Il n’existe à ce jour aucun texte international qualifiant la cyberguerre. Pour les Etats-Unis, le cyberespace est un domaine militaire comme l’air, l’eau, la terre et l’espace. Depuis 2016, il est devenu un théâtre d’opérations à part entière pour l’OTAN. Comme la convention de Genève encadre les droits de la guerre conventionnelle, il est primordial de s’accorder sur une convention sur la cyberguerre et de définir une ligne rouge à ne pas franchir. Certes, la convention de Budapest sur la cybercriminalité existe mais ne saurait être universelle. Dès 2008, l’OTAN adopte sa première politique de cyberdéfense. En 2013, le Centre d’excellence en cyberdéfense de l’OTAN publie le manuel de Tallinn sur le droit international applicable à la cyberguerre. L’application du droit international au cyberespace, reconnue en 2013 par l’ONU, doit être clarifiée. Washington et Pékin négocient un accord de non-agression dans le cyberespace en 2015. En avril 2017, 12 pays se réunissent à l’Unesco à l’occasion de la conférence «Construire la paix et la sécurité internationales de la société numérique».
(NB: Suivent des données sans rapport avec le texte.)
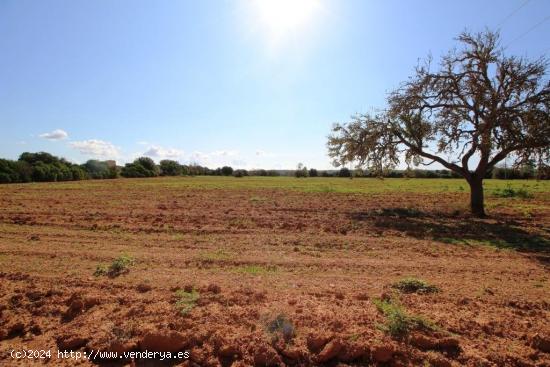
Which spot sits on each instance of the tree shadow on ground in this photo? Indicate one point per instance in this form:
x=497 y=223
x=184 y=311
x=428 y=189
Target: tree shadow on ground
x=454 y=228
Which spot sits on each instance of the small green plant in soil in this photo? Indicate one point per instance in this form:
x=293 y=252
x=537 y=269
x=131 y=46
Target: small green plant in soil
x=186 y=300
x=281 y=324
x=413 y=285
x=119 y=266
x=510 y=192
x=398 y=321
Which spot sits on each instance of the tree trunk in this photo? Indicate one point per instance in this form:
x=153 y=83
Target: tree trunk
x=476 y=197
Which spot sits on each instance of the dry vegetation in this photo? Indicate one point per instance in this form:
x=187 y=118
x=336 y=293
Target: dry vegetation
x=277 y=271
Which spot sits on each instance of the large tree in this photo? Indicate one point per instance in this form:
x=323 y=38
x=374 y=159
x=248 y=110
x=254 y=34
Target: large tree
x=479 y=107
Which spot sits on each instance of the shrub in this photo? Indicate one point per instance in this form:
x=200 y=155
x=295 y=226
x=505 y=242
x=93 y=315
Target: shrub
x=119 y=266
x=398 y=322
x=281 y=324
x=186 y=301
x=413 y=285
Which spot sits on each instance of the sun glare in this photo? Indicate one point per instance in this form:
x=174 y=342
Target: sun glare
x=284 y=17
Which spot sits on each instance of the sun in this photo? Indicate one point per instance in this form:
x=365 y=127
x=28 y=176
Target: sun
x=282 y=18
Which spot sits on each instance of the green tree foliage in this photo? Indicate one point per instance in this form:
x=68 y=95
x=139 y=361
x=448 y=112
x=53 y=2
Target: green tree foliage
x=227 y=171
x=141 y=167
x=39 y=167
x=99 y=169
x=344 y=172
x=170 y=168
x=468 y=113
x=240 y=173
x=301 y=171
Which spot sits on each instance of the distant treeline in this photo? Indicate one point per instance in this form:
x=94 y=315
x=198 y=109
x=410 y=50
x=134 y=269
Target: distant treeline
x=43 y=167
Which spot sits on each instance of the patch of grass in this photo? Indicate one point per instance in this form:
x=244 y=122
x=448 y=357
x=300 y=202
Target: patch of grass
x=119 y=266
x=400 y=212
x=398 y=321
x=256 y=269
x=213 y=256
x=510 y=192
x=281 y=324
x=413 y=285
x=186 y=301
x=257 y=199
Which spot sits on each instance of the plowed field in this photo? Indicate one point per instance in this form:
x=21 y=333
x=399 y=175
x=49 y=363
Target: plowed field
x=275 y=271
Selon David Martinon, ambassadeur français pour la cyberdiplomatie, «le monde entier  est en cyberguerre». Cela est à nuancer puisqu’aucune cyberguerre n’a encore véritablement eu lieu. Mais le cyberespace est indéniablement le siège de conflits. Il accroît, en les renouvelant, les menaces et modes d’actions hostiles. La capacité à participer à cette cyberguerre et à s’en prémunir est aujourd’hui une composante géopolitique majeure d’une stratégie de sécurité et de puissance pour un Etat. Il est urgent d’élaborer un cadre juridique international et de développer une cyberdiplomatie afin de prévenir une éventuelle cyberguerre.